Professor at Department of Informatics and Media

Mobile phone:
+46 70 656 13 80
E-mail:
darek.haftor@im.uu.se
Visiting address:
Ekonomikum (plan 3)
Kyrkogårdsgatan 10
Postal address:
Box 513
751 20 UPPSALA

Short presentation

Dr. Darek M. HAFTOR is a professor of information systems and an expert in digital business models, productivity gains from digitalisation and the digital transformation of organisations. His research focuses on economic value creation from the use of digital technologies. Darek obtained a doctorate in Industrial Organisation at Chalmers University of Technology and has spent one and a half decades in industry and the public sector.

Keywords

  • artificial intelligence
  • big data
  • digital business
  • digital transformation
  • information economy
  • it productivity
  • worker productivity

Biography

Darek M. HAFTOR (previously D. M. Eriksson) is a full professor of information systems at Uppsala University, a position that he has held since 2019. He is an expert on how the use of digital technologies can create economic value, including through productivity increases, the development of new digital business models and the digital transformation of organisations.
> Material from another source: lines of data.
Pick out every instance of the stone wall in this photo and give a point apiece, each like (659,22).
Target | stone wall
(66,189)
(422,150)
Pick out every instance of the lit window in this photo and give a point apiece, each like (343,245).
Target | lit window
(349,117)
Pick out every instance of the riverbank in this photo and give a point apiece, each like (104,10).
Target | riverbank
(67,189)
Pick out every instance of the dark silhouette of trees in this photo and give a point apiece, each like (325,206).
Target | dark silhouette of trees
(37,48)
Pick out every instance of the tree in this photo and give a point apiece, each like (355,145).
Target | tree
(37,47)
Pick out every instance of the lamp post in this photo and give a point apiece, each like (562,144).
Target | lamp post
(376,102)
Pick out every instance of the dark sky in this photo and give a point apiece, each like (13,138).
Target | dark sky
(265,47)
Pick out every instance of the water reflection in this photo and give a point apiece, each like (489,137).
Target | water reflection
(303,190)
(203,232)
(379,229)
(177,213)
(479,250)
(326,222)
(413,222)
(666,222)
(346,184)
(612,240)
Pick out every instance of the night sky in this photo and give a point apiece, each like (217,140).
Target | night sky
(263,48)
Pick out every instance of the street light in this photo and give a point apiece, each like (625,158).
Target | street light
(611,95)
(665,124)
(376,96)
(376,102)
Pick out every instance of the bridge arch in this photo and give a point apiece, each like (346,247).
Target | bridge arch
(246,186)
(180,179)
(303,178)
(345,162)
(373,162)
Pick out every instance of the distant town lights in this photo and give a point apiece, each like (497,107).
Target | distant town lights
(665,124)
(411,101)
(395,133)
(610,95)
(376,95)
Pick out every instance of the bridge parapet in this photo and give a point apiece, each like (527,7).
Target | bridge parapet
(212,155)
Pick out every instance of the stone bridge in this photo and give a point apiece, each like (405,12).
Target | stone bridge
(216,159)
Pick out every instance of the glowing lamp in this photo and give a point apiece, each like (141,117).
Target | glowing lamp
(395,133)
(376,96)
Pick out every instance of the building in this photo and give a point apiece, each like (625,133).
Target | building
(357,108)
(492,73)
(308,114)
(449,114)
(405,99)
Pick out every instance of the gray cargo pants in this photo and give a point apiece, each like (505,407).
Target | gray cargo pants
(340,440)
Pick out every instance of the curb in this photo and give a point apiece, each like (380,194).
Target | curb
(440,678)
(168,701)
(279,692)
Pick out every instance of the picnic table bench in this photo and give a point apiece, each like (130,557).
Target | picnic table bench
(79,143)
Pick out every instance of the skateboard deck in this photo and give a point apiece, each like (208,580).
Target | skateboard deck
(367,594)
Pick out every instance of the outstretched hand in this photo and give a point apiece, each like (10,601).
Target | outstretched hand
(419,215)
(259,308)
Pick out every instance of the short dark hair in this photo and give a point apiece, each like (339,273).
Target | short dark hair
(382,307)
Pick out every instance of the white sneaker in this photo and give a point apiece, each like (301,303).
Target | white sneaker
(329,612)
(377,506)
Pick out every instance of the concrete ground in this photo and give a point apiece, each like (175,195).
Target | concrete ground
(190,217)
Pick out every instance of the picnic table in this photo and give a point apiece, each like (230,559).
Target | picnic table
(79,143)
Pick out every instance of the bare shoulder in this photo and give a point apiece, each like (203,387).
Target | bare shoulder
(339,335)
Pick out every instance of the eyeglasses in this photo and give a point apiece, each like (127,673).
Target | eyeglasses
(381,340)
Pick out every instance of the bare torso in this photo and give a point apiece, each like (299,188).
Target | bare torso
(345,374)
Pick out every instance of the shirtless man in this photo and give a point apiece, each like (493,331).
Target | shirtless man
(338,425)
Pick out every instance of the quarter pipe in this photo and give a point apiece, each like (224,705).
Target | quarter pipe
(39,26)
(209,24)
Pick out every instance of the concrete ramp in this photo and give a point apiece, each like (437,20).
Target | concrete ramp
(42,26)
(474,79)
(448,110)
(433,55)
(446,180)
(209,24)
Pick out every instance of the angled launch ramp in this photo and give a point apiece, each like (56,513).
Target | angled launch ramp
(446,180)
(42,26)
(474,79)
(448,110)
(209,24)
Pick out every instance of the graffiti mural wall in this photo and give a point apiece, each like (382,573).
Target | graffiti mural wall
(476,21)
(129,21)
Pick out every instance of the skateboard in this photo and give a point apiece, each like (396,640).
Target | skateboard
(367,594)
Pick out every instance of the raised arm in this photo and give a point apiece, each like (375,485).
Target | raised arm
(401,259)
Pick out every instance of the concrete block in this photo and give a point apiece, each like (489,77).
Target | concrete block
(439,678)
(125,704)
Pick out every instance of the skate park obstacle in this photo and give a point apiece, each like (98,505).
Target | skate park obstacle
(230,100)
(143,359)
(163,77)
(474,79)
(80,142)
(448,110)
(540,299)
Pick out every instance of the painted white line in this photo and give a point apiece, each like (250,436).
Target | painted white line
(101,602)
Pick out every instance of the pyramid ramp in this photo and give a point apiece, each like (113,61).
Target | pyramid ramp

He has studied various disciplines, including statistics, computer and information systems, psychology, sociology, economics, business and industrial organization, law and philosophy. His graduate studies have taken him to various universities in France, the UK, the Netherlands, Switzerland, Canada, the United States and Sweden.

He holds bachelor’s and master’s degrees in information systems from Mid-Sweden University (Alma Matter), a philosophy licentiate degree in information systems from Luleå University of Technology and a PhD in industrial organisation from Chalmers University of Technology, all in Sweden.

Before returning to the academic profession, he spent one and a half decades in industry, working as an operations analyst, an information systems and management consultant, and a line manager in a large corporation across several countries. This work focused on the use of information and digital technologies for operations management and strategic business development.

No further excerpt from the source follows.